Compartilhe
  •  
  •  
  •  
  •  
  •  
  •  

Olá Navegantes!

Eu confesso que já estava sentindo falta de vocês. Aconteceu tanta coisa desde a nossa última conversa… Acredito que nunca foi tão necessário dialogar sobre saúde mental como nos dias que estamos vivendo. Como foi o janeiro de vocês? Como vocês têm passado? Eu tinha muitos planos para nossas viagens por aqui em janeiro, pois janeiro é o mês símbolo da campanha do cuidado com a saúde mental: #janeirobranco.

Mas como eu falei, muitas coisas aconteceram, o cenário mudou bruscamente e algumas de nossas conversas tiveram que ser adiadas. Mas porque eu tô falando tudo isso pra vocês? Porque quem nos acompanha aqui desde o início sabe que navegamos por diversos temas voltados às psicopatologias que muitas vezes a maioria das pessoas não conhece ou não entende. E tem sido bem divertido trazer esse conhecimento de forma humanizada e descomplicada para vocês.

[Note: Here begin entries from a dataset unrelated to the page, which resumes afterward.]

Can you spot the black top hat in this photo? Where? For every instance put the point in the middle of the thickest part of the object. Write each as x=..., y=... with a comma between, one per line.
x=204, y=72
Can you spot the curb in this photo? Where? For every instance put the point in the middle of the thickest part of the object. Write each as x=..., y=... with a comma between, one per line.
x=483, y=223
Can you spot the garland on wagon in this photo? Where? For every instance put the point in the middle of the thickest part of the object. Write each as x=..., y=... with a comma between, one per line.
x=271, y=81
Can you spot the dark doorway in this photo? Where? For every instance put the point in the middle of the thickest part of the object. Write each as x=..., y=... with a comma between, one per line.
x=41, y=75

No entanto, o ano de 2021 mal começou e todos nós tivemos um baque emocional com o cenário de saúde em nosso estado. Foi difícil para vocês, eu sei, foi difícil para mim também. Afinal, ser psicóloga não me isenta de sentir dor ou sofrimento. E quando é a nossa terra, o nosso povo, a nossa família que está sofrendo, a gente sofre junto não é mesmo?

Quero começar deixando bem claro que ninguém é de ferro e que não devemos reprimir nossos sentimentos ou ignorar o caos que nos tem assolado. Ignorar os problemas nos gera um desconforto ainda maior. Não se limpa uma casa varrendo a sujeira para debaixo do tapete. Nossos instintos geram estímulos endócrinos que secretam hormônios que nos preparam para ação e resolução de problemas, como a adrenalina, por exemplo, que nos prepara para lutar ou fugir numa situação de ameaça. Você ignoraria uma onça faminta chegando perto de você? Acredito que não… Da mesma forma não devemos ignorar nossos problemas, pois isso pode ser perigoso.

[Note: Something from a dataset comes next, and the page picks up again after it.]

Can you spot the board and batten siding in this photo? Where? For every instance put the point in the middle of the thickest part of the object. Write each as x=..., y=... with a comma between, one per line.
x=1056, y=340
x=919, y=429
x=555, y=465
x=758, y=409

Se ignorarmos nossos problemas e tudo o que acontece ao nosso redor, se tentarmos ser indiferentes à dor do outro, isso não nos protegerá de sofrer, mas fará com que tudo que varremos para debaixo do tapete cause problemas à nossa saúde. Ataque de pânico, ansiedade, enxaqueca, tensão muscular, rigidez no pescoço, insônia, compulsão alimentar… Muitas dessas condições surgem “debaixo do tapete”. (Prometo me aprofundar nesse assunto em breve).

Solidarizo-me com todos que tiveram familiares e amigos enfrentando a COVID-19, especialmente no estado do Amazonas. Eu digo isso com todo o meu coração, pois meus pais que são idosos e também minha irmã e minha sobrinha enfrentaram recentemente essa doença. Graças a Deus e a pessoas que não foram indiferentes à dor do outro, hoje, todos estão com vida. Receberam oxigênio, visita de profissionais da saúde em casa e também apoio online de profissionais de outros estados. Receberam a visita do projeto #correntedobem da Igreja Adventista e apoio de amigos e demais familiares, e isso fez toda a diferença.

Infelizmente, muitas pessoas queridas perderam a vida este ano para essa nova variante do vírus. Se você que está lendo agora é amazonense, provavelmente conhece alguém próximo a você que passou por isso, ou até mesmo enfrentou a doença ou teve algum caso em sua família. Nas redes sociais, notas de falecimento apareceram com uma frequência que nenhum de nós esperaria ver em seu feed. O noticiário nacional e internacional veiculava a todo instante os momentos de desespero que nossos parentes amazonenses estavam passando.

Eu quero conversar especialmente com aqueles que tiveram perdas, quero conversar sobre o luto, como lidar com ele e como ajudar alguém que esteja passando por esse processo tão doloroso. Permaneça conosco aqui nas próximas semanas, precisamos desse momento de cuidado com nossa saúde. Sei que tem sido uma barra, e extraordinariamente eu dei uma pausa na nossa sequência de temas planejados para que possamos enfrentar juntos tudo isso que ainda está acontecendo, principalmente no estado do Amazonas.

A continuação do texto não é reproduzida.